His latest run as a heel painted him as an angry coward, mad at everything the WWE and the fans were doing. Instead, he should be mad at the WWE and its reliance on part-time wrestlers. 

When Punk first turned heel he had a purpose behind it. The turn was fueled, storyline-wise, by a lack of respect toward the then-WWE champion. Instead of ending shows with his matches, he opened them or was thrust into the middle of the card.

When The Rock announced that he was returning to the WWE at the 2013 Royal Rumble with a title shot in hand it took all of the wind out of his sails. Instead of talking about his lengthy run as champion, the talk was all about the return of The Great One and how he was going to beat Punk.

Turning against The Rock and the WWE fans was the right move at the time. He was still strong, willing to defend the title he had earned against what he perceived as an injustice. A bad guy with a motive makes for great television.

But for whatever reason, once he became a heel he was no longer a fighter. The WWE turned Punk into the standard coward heel. He cheated to win. He relied on men like Brad Maddox to help him defeat opponents. Heel Punk became a shell of his former self.

What the WWE needs to do is flip Punk back around as a face and channel that anger not at the WWE fans, but at the WWE itself.

Punk simply works better as a face. Plus, his face character would fit into the mold of former multi-time WWE champion Steve Austin. During Austin's height of fame during the Attitude Era he routinely challenged both the rules and authority. His feud with Vince McMahon helped change how the WWE did business.

Austin transformed the role of babyface. He gave the good guy more of an edge. A tweener face, if you will. Willing to get rough and break a few rules, but still fighting the good fight.

Punk is at his best when he's doing the same thing.

Look no further than his "last" match in the WWE in 2011 with John Cena at Money in the Bank. While his contract had already been renewed, the WWE Universe only knew was he was leaving, hoping to take the WWE title with him.

He was cheered in the match, especially when McMahon tried to get John Laurinaitis to ring the bell and stop the bout.

Yes, Cena was the one who stopped Johnny Ace, but it was Punk who won the match and the cheers. Even McMahon calling on Alberto Del Rio to cash in on Punk failed.

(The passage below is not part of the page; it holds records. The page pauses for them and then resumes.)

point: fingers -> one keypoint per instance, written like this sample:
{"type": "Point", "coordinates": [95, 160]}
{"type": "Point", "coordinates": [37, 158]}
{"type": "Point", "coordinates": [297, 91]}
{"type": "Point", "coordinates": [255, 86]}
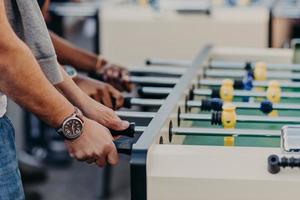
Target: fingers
{"type": "Point", "coordinates": [117, 96]}
{"type": "Point", "coordinates": [113, 156]}
{"type": "Point", "coordinates": [101, 162]}
{"type": "Point", "coordinates": [106, 98]}
{"type": "Point", "coordinates": [126, 81]}
{"type": "Point", "coordinates": [115, 123]}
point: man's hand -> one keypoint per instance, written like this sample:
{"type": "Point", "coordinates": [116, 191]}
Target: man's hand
{"type": "Point", "coordinates": [115, 75]}
{"type": "Point", "coordinates": [100, 92]}
{"type": "Point", "coordinates": [94, 145]}
{"type": "Point", "coordinates": [103, 115]}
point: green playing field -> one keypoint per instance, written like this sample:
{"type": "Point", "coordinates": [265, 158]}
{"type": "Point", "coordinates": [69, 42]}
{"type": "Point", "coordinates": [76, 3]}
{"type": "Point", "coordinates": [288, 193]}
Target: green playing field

He pulled a simple Austin move—he flipped a finger at both McMahon and the WWE and won. Like Austin, he got to tell his boss to shove it and the fans ate up every minute.

Today's WWE needs a face like Punk. The current champion, Cena, is booed now more than ever. Former face Ryback has officially switched sides and embraced his more violent tendencies. Randy Orton, who could be an Austin-type of face, instead looks bored in the ring. If reports are true, he's just waiting for his chance to become heel as well.

Faces like Sheamus and Del Rio also lack that "anything goes" edge. The Celtic Warrior is rough and tough in the ring, but he doesn't air any dirty laundry to the public or show any disdain for the company. The same goes for Del Rio.

Hating one's job is still a hot topic. According to a 2012 poll by CNBC, more than half of Americans dislike their job. If Punk returned from his time off ready to fight the WWE for pushing part-timers over full-timers, it could ignite a fire in his character.

When Punk is healed up and ready to return he should step back in the ring as a babyface and fight for all the guys who want to be there. He could feud with McMahon himself, a corporate Triple H or maybe even Johnny Ace.

Somebody should stand up for the WWE locker room and Punk could be that guy.